The next task is to fix the issue of function coloring . Since we may need parameters to calculate the lane width, this has to go next to raises (a position I think async may need to go in eventually as well). Additionally, I think following apple here and using function parameters makes more sense since it means there’s no implicit state being passed around (we want to avoid closures again).
def simt_elementwise_add[dtype: DType, size: Int](
uniform read a: InlineArray[Scalar[dtype], size],
uniform read b: InlineArray[Scalar[dtype], size],
uniform mut c: InlineArray[Scalar[dtype], size],
@thread_idx.x # No idea what this syntax should be
thread_idx_x: Int,
) simt[simd_width_of[dtype]()]:
c[thread_idx_x] = a[thread_idx_x] + b[thread_idx_x]
In order to launch this, you’d do something like this:
def elementwise_add[dtype: DType, size: Int](
read a: InlineArray[Scalar[dtype], size],
read b: InlineArray[Scalar[dtype], size],
mut c: InlineArray[Scalar[dtype], size],
): #no simt effect, so it's a normal function
simt_vectorize[simt_elementwise_add[dtype, size]](a, b, c, size) # like vectorize, but takes a `simt` function and handles thread_idx-like things
Here’s an example of passing varying data:
def simt_elementwise_add[dtype: DType, width: Int](
varying read a: Scalar[dtype],
varying read b: Scalar[dtype],
uniform read alpha: Scalar[dtype],
varying out c: Scalar[dtype],
) simt[width]:
c = a + b + alpha
def elementwise_add[dtype: DType, size: Int](
read a: InlineArray[Scalar[dtype], size],
read b: InlineArray[Scalar[dtype], size],
read alpha: Scalar[dtype],
mut c: InlineArray[Scalar[dtype], size],
): #no simt effect, so it's a normal function
def kernel[width: Int](i: Int) unified {mut}:
c.store[width=width](i, simt_elementwise_add[dtype, width](a.load[width=width](i), b.load[width=width](i), alpha))

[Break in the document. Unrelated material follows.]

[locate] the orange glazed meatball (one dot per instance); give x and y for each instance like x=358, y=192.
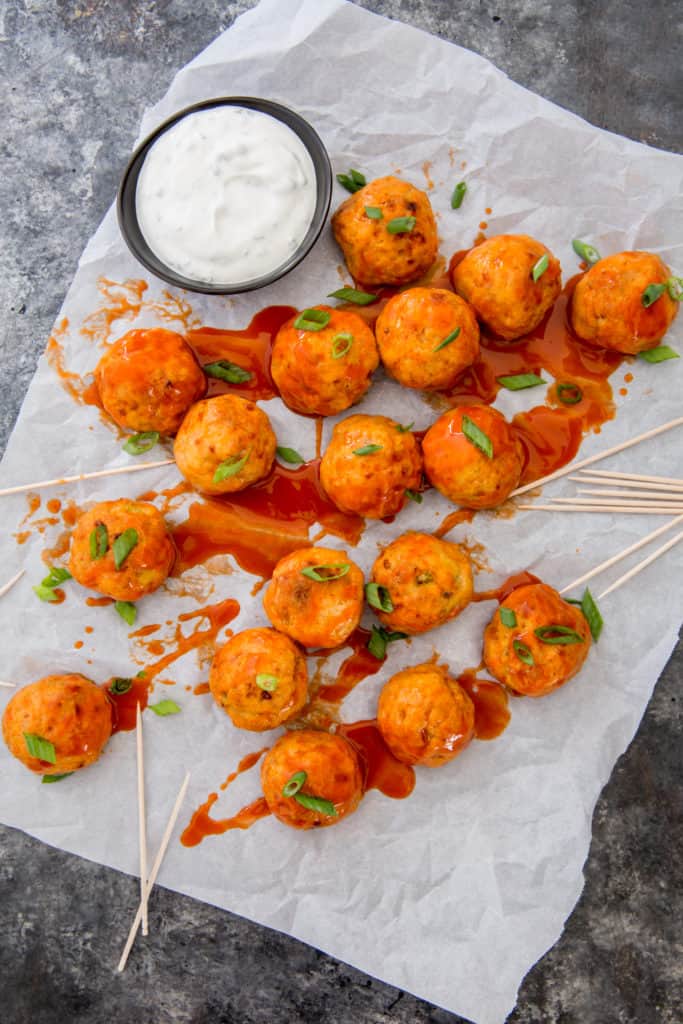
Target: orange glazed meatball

vectorize[kernel](size, kernel)
I’d ideally like to fix what I see as a potential major issue before 1.0, since I think this will continue to harm Mojo’s portability, and I’ve noticed in community code that a people either tend to go “full SIMD” or fully scalar, with not a ton in-between, which harms performance. I think some of that is related to the mental shift needed to use even portable SIMD, much less more direct intrinsics. Given that autovec is highly unreliable, I think “inline SIMT” is a good compromise for more portable ways to get good performance. This should also be useful for managing complex packed datatypes on GPUs, given that fp4 on NVIDIA GPUs is 8-wide per lane. The migration for existing GPU code should be simple, paste simt[32] or simt[64] on every GPU-only function as appropriate, with a version that picks based on the target for “gpu-portable” functions.

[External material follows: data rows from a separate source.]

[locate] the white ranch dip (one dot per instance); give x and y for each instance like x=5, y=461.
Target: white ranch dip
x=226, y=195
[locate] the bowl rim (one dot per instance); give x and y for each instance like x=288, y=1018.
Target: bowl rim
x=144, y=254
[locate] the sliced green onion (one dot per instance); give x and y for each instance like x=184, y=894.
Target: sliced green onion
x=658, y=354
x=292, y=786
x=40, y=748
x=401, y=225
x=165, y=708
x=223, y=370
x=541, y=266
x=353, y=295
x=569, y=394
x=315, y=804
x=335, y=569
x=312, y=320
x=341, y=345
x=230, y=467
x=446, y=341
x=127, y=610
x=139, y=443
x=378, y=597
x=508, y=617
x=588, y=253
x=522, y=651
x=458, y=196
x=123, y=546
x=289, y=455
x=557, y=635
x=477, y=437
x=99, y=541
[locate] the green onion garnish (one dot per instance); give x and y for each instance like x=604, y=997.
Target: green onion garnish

The minimal fix should be to add the simt effect, and for now make everything that changes the lane count not work. When you’re inside of a SIMT lane, you can of course call simt[1] functions because it’s the same width as the current context, so existing GPU code would still work. This at least papers over the problem of “silently wrong” code that assumes it’s in a SIMT environment until it can be addressed properly later. One thing I’m not sure about is how to manage something like calling into a SIMD kernel that’s a single lane from a 32-lane function, so I think there might need to be a special case for pushing a “reset” onto the stack of widths.